Voting isn’t a solution to all these problems. GVSU Volleyball coach Callie Youngman said it’s a fundamental step to creating the change we want to see in our society.

“The balance of our democracy relies on our actions, now and leading up to Nov. 3,” Youngman said. “The reason I vote is not because any single politician is the answer, but because we are the answer. We allow systems to be corrupt when we let our apathy or exhaustion or cynicism stop us from taking action. If you are feeling scared or frustrated or upset, then let that fuel you. Let’s all vote together, so that when those election results come rolling in, we can feel good that our voice was heard.”

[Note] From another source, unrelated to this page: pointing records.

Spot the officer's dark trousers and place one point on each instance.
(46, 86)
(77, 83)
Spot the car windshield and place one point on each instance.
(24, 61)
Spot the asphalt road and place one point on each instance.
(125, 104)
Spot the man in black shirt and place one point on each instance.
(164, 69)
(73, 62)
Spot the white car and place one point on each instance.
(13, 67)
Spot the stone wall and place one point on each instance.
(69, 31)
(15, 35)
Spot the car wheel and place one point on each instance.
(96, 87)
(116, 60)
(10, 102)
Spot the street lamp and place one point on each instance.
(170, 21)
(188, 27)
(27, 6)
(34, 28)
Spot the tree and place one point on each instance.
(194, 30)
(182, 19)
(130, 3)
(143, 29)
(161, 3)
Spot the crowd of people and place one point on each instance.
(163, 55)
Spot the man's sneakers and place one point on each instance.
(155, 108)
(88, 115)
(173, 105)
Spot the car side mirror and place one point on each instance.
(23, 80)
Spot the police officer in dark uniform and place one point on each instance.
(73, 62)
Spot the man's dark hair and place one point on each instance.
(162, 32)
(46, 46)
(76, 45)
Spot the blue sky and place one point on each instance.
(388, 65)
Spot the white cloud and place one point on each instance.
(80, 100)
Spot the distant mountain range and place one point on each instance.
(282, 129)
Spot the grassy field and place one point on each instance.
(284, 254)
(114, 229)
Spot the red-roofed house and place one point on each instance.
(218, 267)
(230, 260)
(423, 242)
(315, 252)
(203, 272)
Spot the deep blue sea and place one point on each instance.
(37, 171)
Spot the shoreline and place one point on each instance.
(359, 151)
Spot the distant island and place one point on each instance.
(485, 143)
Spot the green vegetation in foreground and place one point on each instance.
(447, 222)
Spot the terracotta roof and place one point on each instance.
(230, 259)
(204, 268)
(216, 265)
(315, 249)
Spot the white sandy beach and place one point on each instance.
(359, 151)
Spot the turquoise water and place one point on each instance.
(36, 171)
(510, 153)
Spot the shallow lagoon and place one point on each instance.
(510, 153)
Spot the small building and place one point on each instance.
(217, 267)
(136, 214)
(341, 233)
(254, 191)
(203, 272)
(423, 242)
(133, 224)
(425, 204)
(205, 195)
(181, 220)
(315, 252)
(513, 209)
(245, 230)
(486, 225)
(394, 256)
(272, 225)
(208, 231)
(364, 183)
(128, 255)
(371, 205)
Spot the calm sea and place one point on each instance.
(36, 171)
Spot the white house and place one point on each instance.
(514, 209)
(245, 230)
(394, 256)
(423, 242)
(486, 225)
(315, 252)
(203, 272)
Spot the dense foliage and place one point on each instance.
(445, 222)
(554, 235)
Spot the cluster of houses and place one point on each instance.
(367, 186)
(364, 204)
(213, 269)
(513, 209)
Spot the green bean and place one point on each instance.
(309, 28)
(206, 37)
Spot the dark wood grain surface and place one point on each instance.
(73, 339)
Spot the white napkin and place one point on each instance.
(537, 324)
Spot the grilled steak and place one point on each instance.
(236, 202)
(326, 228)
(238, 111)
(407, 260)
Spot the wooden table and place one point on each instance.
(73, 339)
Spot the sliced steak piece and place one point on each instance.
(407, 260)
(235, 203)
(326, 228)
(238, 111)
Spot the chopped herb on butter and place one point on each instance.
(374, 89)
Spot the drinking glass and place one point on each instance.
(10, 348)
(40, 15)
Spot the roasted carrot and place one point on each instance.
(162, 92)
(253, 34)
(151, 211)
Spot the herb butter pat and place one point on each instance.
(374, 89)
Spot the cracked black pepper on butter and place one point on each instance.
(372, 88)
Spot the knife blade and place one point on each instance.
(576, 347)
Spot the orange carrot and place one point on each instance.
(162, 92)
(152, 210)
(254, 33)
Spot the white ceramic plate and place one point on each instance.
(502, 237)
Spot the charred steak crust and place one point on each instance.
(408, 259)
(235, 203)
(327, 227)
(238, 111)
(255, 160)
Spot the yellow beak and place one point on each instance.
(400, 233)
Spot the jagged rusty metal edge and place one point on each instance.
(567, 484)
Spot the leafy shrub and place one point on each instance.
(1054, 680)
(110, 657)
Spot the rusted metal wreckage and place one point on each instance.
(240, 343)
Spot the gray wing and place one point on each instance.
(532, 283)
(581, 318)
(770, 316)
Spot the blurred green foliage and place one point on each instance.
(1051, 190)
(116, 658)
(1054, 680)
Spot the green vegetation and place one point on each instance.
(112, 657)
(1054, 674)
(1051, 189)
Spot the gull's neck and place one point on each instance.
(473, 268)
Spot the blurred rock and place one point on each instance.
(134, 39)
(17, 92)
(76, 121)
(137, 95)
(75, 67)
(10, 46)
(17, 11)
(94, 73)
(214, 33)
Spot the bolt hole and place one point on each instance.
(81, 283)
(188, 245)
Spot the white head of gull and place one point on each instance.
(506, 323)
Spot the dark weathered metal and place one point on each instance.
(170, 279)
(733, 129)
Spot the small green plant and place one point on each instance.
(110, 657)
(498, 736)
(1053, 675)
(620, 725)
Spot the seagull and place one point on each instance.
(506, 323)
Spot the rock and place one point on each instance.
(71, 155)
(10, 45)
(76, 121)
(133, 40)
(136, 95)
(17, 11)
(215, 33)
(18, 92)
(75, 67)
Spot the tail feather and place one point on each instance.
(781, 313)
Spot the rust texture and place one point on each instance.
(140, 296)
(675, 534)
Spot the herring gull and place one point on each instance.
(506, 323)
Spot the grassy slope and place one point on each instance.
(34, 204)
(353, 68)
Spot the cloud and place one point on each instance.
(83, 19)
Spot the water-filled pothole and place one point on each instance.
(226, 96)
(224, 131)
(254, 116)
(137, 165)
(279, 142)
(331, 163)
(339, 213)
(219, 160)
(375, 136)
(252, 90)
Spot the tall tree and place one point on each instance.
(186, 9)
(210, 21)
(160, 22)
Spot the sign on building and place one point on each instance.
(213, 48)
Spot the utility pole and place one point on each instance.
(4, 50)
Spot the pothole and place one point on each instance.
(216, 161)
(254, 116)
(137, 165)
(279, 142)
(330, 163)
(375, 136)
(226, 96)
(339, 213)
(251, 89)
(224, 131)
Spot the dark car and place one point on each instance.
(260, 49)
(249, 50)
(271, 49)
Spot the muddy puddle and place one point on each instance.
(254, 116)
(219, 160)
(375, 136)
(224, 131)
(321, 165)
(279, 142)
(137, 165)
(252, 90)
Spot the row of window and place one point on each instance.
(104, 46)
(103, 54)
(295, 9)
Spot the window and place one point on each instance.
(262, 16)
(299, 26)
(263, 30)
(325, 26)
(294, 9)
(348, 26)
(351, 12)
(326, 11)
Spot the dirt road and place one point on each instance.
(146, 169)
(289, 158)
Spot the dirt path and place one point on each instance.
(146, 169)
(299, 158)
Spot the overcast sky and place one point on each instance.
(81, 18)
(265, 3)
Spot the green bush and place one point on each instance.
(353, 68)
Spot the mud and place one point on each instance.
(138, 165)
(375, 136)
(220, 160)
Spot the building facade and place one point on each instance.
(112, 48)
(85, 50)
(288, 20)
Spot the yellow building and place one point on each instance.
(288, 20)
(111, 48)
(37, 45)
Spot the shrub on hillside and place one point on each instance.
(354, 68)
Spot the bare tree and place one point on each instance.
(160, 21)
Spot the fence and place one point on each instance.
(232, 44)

The Community Service Learning Center encouraged students to get information about voter registration through the Outvote app, which also offers an easy way to encourage your contact list to do the same. Though National Voter Registration Week is over, it’s not too late to ensure yourself a ballet —  in Michigan, potential voters can register online up until Oct. 19, and requests for absentee ballots are accepted until Oct. 30.

“Registration is important because it’s the first step in voting,” said Sam Jacobs, Campus Elections Engagement Project Fellow and Director of Member and Community Relations for the Campus Activities Board. “It’s an integral part of our democracy. It’s been fought for for years, and now we’ve come to this point in history and its a privilege to be able vote and to register to vote, but there’s so much more work to be done. At the end of the day voting is your voice, and it’s the way that you can help make positive in the world.”